Nov 15 17:29:31 al-media-other-03 systemd[1]: docker.service failed.
- 參考官網(wǎng),修改daemon.json,然后重新啟動(dòng)docker
{
"default-runtime": "nvidia",
"runtimes": {
"nvidia": {
"path": "/usr/bin/nvidia-container-runtime",
"runtimeArgs": []
}
}
}
- 在節(jié)點(diǎn)加入集群后的,containerd的配置文件不能加載nvidia-container-runtime
- 參考如上官網(wǎng)地址,先執(zhí)行containerd config default >
/etc/containerd/config.toml初始化containerd配置項(xiàng),然后修改添加/etc/containerd/config.toml如下,runc修改成nvidia,同時(shí)添加plugin加載信息,然后在重啟containerd
version = 2
[plugins]
[plugins."io.containerd.grpc.v1.cri"]
[plugins."io.containerd.grpc.v1.cri".containerd]
default_runtime_name = "nvidia"
[plugins."io.containerd.grpc.v1.cri".containerd.runtimes]
[plugins."io.containerd.grpc.v1.cri".containerd.runtimes.nvidia]
privileged_without_host_devices = false
runtime_engine = ""
runtime_root = ""
runtime_type = "io.containerd.runc.v2"
[plugins."io.containerd.grpc.v1.cri".containerd.runtimes.nvidia.options]
BinaryName = "/usr/bin/nvidia-container-runtime"
結(jié)論:
需要修改docker和containerd的配置文件,讓nvidia-container-runtime可以運(yùn)行時(shí)加載文章來源:http://www.zghlxwxcb.cn/news/detail-435214.html
3.3.方向三nvidia-plugin容器log日志報(bào)錯(cuò)
- 前面容器部署驅(qū)動(dòng)yaml的時(shí)候,查看pod日志有報(bào)錯(cuò)
[root@al-master-01 ~]# kubectl logs nvidia-device-plugin-daemonset-4qdqw -n kube-system
2022/11/15 03:43:58 Loading NVML
2022/11/15 03:43:58 Failed to initialize NVML: could not load NVML library.
2022/11/15 03:43:58 If this is a GPU node, did you set the docker default runtime to `nvidia`?
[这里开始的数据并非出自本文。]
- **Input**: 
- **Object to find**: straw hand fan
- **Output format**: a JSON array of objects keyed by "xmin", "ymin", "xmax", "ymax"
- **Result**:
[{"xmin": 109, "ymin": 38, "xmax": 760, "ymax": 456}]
2022/11/15 03:43:58 You can check the prerequisites at: https://github.com/NVIDIA/k8s-device-plugin#prerequisites
2022/11/15 03:43:58 You can learn how to set the runtime at: https://github.com/NVIDIA/k8s-device-plugin#quick-start
2022/11/15 03:43:58 If this is not a GPU node, you should set up a toleration or nodeSelector to only deploy this plugin on GPU nodes
- 這里根據(jù)官網(wǎng)搜索是因?yàn)槲醇虞dnvidia-container-runtime,暫未解決
- 在deployment.yaml中設(shè)置了pod選擇nodeSelector獨(dú)占式使用GPU節(jié)點(diǎn),已經(jīng)可以在容器內(nèi)運(yùn)行nvidia-smi和vlukaninfo
apiVersion: apps/v1
kind: Deployment
metadata:
name: cuda-vector-add
spec:
replicas: 1
selector:
matchLabels:
app: cuda-vector-add
template:
metadata:
labels:
app: cuda-vector-add
spec:
nodeSelector:
node-scope: gpu-node
imagePullSecrets:
- name: xxx
containers:
- name: cuda-vector-add
image: "k8s.gcr.io/cuda-vector-add:v0.1"
imagePullPolicy: IfNotPresent
關(guān)注微信公眾號(hào)
搜索:布魯斯手記文章來源地址http://www.zghlxwxcb.cn/news/detail-435214.html
到了這里,關(guān)于記一次“nvidia-smi”在容器中映射GPU資源時(shí)的排錯(cuò)的文章就介紹完了。如果您還想了解更多內(nèi)容,請(qǐng)?jiān)谟疑辖撬阉鱐OY模板網(wǎng)以前的文章或繼續(xù)瀏覽下面的相關(guān)文章,希望大家以后多多支持TOY模板網(wǎng)!